0

Environment:

  • Server 2008
  • IIS 7, integrated mode
  • .Net 4
  • ASP.NET WebForms Routing (which uses the same .dll as MVC routing, though I'm not sure which version)
  • Cookieless sessions (session ID travels around on the user's URL).

We have an application that uses routing to identify which organization a user is associated with. The URL will take the form domain/Organization/OrganizationSubCategory. The user follows their custom URL and sees a landing page. When they hit next, they are directed to a page that collects some demographic info, then they hit next to proceed to the application. When they do, the user is added (if necessary) to their organization in our database. After the initial landing page, routing no longer applies - the user is directed to regular aspx pages.
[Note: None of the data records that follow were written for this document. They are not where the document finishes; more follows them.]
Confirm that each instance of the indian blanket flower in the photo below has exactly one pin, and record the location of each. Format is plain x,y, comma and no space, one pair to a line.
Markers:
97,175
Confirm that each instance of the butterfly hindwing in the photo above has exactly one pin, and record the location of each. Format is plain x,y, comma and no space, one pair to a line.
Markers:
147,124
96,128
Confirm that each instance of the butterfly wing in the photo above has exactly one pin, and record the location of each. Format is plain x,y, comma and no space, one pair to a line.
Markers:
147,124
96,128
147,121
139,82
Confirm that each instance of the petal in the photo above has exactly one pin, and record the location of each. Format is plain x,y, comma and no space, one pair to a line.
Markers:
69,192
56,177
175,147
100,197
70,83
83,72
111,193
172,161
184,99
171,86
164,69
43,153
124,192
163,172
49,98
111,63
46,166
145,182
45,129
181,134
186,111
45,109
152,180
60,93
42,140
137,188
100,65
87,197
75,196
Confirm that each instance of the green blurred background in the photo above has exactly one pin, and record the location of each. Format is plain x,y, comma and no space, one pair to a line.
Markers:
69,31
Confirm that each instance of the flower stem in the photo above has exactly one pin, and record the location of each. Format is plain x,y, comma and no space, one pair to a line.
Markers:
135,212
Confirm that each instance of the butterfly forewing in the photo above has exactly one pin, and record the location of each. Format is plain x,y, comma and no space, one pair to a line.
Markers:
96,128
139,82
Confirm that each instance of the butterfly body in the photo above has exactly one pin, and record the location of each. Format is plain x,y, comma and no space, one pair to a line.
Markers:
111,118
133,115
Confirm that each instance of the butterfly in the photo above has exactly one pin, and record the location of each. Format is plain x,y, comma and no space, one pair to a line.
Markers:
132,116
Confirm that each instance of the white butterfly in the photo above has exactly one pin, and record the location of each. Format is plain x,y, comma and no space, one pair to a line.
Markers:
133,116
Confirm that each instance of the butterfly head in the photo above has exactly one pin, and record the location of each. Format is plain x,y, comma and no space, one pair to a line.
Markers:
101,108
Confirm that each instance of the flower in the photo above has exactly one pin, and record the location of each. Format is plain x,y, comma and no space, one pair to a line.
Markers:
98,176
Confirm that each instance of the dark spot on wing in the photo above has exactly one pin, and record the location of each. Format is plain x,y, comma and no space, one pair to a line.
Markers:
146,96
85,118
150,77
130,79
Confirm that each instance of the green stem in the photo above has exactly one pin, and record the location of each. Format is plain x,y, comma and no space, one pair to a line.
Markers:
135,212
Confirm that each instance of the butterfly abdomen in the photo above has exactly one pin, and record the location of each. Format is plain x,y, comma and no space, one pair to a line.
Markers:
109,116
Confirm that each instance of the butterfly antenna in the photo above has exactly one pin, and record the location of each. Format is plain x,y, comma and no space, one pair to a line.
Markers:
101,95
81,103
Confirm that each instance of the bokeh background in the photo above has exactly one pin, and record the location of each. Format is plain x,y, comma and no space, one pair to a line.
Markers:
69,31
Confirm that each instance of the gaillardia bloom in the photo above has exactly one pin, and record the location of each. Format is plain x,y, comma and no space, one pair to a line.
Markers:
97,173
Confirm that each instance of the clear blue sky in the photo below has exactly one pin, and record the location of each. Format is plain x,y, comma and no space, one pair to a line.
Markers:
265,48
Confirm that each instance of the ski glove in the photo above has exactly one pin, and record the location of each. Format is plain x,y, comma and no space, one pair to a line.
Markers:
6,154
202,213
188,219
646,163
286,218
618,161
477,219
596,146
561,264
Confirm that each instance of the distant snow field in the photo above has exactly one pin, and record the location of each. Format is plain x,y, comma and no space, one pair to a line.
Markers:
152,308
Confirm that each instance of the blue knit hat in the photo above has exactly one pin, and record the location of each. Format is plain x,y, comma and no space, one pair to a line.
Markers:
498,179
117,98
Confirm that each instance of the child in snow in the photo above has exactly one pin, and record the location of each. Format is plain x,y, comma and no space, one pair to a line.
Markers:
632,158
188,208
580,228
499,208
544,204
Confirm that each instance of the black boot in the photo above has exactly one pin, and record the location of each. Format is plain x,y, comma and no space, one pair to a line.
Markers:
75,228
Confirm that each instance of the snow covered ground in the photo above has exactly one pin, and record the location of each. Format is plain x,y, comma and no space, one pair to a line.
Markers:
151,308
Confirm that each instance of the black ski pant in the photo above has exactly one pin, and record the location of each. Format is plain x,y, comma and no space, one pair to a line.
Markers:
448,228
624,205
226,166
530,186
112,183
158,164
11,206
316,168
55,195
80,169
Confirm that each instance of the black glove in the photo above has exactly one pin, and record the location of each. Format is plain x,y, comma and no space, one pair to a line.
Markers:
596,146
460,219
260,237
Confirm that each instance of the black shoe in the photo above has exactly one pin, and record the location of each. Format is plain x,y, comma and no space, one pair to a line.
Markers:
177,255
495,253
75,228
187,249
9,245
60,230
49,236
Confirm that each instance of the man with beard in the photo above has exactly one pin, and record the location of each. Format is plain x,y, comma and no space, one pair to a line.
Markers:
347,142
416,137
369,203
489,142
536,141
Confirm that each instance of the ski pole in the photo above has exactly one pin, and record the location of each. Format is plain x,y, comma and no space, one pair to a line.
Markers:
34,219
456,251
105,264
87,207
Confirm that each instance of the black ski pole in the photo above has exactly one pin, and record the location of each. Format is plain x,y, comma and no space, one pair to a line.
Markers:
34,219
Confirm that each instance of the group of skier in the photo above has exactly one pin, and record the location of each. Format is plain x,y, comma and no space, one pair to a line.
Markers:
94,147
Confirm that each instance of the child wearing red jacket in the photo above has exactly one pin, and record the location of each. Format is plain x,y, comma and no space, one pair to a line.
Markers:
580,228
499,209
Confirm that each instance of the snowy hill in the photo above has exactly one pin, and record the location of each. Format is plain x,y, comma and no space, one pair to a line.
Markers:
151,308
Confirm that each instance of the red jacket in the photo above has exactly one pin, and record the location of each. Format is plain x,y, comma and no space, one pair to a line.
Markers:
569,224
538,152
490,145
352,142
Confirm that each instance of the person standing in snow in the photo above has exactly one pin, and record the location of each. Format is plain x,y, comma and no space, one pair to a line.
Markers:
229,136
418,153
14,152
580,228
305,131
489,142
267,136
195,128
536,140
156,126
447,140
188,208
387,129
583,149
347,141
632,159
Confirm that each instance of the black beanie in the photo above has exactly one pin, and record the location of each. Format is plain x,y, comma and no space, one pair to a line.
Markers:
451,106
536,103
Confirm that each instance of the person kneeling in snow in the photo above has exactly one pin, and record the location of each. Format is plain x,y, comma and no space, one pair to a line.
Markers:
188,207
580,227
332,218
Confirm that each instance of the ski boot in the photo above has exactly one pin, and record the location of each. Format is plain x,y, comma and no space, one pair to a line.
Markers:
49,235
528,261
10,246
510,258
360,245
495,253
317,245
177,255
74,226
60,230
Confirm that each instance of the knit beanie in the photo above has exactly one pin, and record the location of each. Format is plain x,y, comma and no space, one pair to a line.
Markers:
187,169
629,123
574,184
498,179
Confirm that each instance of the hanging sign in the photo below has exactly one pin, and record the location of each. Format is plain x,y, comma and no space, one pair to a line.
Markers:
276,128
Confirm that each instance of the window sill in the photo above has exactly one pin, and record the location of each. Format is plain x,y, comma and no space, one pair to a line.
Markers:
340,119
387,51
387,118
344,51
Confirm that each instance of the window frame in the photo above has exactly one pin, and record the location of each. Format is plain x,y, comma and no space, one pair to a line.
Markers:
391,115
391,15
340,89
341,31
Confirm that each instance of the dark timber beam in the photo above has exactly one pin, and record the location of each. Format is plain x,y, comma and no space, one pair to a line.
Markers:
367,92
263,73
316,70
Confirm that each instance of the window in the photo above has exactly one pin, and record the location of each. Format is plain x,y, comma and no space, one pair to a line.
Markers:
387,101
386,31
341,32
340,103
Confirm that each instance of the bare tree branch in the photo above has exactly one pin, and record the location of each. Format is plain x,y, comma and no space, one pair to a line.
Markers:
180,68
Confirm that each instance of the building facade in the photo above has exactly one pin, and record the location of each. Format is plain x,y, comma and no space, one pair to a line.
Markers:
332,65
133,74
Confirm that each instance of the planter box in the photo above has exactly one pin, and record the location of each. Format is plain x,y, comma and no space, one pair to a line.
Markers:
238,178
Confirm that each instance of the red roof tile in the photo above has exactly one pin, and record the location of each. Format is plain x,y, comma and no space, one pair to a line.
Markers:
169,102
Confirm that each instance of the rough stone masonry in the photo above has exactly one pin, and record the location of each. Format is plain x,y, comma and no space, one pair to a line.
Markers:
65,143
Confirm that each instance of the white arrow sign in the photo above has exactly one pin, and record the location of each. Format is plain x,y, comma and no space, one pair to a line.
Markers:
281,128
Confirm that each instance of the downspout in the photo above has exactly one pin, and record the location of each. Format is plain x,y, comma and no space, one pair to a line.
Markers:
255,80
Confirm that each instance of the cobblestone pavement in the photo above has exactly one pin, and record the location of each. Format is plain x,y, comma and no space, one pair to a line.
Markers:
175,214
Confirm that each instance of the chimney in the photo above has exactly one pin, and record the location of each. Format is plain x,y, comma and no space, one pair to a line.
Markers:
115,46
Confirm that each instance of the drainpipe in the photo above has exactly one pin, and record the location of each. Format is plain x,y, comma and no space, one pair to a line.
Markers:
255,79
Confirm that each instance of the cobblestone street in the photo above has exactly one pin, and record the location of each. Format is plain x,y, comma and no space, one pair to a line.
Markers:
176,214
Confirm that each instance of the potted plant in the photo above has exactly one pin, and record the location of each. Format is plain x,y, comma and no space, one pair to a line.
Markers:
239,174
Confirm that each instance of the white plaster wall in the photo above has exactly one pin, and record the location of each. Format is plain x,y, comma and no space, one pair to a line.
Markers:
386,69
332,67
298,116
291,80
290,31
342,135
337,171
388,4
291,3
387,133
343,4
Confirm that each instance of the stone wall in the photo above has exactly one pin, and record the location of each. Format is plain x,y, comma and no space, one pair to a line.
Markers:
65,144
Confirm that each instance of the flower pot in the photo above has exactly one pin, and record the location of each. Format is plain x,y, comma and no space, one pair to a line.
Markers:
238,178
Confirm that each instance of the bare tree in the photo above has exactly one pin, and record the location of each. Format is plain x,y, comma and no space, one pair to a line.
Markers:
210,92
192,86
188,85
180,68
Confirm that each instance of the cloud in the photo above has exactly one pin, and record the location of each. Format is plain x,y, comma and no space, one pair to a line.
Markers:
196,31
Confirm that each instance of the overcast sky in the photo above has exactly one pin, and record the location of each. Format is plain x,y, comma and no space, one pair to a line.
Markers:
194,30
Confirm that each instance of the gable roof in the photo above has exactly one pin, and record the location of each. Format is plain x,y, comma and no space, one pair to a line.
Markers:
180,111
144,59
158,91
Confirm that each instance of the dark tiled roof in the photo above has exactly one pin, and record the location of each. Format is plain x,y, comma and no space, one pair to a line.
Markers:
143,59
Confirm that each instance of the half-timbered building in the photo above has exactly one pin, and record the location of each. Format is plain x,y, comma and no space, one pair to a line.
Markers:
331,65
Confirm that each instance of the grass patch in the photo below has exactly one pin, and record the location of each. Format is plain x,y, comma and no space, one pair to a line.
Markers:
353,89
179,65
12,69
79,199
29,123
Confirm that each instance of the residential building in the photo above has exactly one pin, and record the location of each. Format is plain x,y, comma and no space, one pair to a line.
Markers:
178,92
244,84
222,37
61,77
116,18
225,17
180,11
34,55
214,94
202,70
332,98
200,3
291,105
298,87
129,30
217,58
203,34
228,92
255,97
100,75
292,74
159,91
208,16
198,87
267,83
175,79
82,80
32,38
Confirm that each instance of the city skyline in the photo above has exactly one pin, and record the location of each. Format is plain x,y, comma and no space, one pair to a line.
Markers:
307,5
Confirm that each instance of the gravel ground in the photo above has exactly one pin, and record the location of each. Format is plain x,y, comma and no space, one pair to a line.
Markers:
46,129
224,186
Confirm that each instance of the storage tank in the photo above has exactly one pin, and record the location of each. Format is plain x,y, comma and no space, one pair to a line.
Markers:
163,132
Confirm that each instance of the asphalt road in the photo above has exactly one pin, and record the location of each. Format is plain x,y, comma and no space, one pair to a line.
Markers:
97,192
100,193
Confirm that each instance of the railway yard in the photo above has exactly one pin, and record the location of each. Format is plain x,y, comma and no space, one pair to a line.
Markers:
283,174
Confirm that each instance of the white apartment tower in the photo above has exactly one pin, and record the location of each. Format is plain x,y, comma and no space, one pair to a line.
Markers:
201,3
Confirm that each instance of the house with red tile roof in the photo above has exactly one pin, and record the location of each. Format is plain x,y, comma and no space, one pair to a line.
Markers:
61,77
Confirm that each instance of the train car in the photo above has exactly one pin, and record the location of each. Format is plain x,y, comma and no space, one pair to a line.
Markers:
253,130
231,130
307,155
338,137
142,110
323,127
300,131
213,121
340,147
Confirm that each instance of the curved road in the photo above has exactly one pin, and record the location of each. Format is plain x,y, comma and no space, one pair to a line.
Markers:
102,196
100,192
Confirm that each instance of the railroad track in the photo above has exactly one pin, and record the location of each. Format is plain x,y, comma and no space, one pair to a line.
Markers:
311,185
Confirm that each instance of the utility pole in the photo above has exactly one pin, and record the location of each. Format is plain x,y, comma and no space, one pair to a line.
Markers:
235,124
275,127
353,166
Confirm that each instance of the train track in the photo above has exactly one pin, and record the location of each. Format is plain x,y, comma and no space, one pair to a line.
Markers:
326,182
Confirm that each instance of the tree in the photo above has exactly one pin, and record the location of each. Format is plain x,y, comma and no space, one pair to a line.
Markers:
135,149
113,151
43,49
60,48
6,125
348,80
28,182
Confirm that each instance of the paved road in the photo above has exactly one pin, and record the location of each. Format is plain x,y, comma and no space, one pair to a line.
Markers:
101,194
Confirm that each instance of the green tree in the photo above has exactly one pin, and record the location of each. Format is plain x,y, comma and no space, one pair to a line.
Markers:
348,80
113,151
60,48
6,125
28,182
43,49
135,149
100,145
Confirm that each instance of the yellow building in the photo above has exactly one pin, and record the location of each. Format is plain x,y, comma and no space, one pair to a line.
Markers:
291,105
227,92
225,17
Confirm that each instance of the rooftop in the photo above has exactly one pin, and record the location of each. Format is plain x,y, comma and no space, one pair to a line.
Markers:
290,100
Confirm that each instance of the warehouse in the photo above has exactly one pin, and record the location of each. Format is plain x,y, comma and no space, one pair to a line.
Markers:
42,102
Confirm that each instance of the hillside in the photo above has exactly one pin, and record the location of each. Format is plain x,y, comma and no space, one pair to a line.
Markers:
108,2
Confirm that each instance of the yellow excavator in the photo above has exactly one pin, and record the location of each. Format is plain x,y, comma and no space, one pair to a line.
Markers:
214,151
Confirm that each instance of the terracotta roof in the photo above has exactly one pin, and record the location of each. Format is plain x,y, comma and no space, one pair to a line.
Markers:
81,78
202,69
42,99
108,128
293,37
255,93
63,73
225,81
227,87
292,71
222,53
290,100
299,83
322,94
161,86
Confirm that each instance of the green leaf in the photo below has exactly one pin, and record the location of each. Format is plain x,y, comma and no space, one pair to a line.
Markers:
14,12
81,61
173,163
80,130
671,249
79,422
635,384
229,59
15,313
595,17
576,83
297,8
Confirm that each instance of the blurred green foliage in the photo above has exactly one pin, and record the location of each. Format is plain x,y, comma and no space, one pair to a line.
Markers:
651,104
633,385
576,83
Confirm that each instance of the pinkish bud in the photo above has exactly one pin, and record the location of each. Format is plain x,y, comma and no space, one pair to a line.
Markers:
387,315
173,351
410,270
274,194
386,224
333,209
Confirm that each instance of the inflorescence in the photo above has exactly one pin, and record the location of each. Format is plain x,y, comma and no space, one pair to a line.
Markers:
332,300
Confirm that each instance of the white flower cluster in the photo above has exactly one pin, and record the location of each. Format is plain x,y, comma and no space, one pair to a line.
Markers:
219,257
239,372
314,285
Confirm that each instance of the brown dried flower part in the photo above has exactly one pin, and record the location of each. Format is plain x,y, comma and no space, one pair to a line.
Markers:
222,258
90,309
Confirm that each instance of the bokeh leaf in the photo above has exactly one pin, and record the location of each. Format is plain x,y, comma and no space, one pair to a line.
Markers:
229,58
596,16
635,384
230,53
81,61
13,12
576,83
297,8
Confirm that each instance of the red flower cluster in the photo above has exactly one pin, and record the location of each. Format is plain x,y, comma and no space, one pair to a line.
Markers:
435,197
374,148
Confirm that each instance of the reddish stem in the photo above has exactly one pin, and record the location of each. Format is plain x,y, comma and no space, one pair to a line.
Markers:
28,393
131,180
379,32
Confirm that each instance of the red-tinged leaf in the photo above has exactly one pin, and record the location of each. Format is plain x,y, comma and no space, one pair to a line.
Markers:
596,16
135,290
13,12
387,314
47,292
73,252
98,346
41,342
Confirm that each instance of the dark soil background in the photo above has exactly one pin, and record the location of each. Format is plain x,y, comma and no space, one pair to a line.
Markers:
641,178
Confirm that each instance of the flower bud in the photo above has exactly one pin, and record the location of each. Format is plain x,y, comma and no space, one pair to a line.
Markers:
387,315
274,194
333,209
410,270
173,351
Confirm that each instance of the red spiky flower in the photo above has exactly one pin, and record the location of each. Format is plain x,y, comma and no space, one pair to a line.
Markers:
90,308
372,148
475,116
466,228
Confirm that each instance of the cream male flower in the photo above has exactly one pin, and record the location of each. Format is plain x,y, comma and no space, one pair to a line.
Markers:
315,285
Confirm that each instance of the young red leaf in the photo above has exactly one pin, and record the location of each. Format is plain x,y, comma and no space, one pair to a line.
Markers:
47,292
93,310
The site is receiving a fair amount of users entering the app; an average of 850 per day.

The problem is that a small number (less than 1%) of users are getting added to the wrong organization.

We are logging information on the landing page and when they submit the demographic page. One thing we log is Request.RawUrl. We started noticing users who are associated with one organization being logged as having requested the full correct URL (including the sub-category) of another organization. Sometimes nobody legitimately came in following the incorrect organization URL even in the same day. We've had people report directly that they just created the "sub category" (using an administrative application), instructed a user to follow their unique URL, and yet the logs show an entirely different URL for that very user (I know it's that user because I'm logging email address and session ID so I can associate the same user's path through the landing page and the demographic page). It's as if IIS is sometimes creating a new session, and simply assigning some previously requested URL to that user.

In an attempt to eliminate some sort of caching, we have:

  • Set the config httpRuntime element's enableKernelOutputCache attribute to false
  • Disabled caching in IIS settings
  • Set the config sessionState element's regenerateExpiredSessionId attribute to false (even though we haven't seen the session ids being re-used).

Other suggestions?

dudeNumber4
  • 4,217
  • 7
  • 40
  • 57

2 Answers2

0

Are these internal users? Are there proxy considerations? That wouldn't explain a wrong url though. Are you 100% certain the users were given url A and they show up with URL b? Do you have any routing modules currently assigned? Are you sure its not getting rewritten by a rule in another module?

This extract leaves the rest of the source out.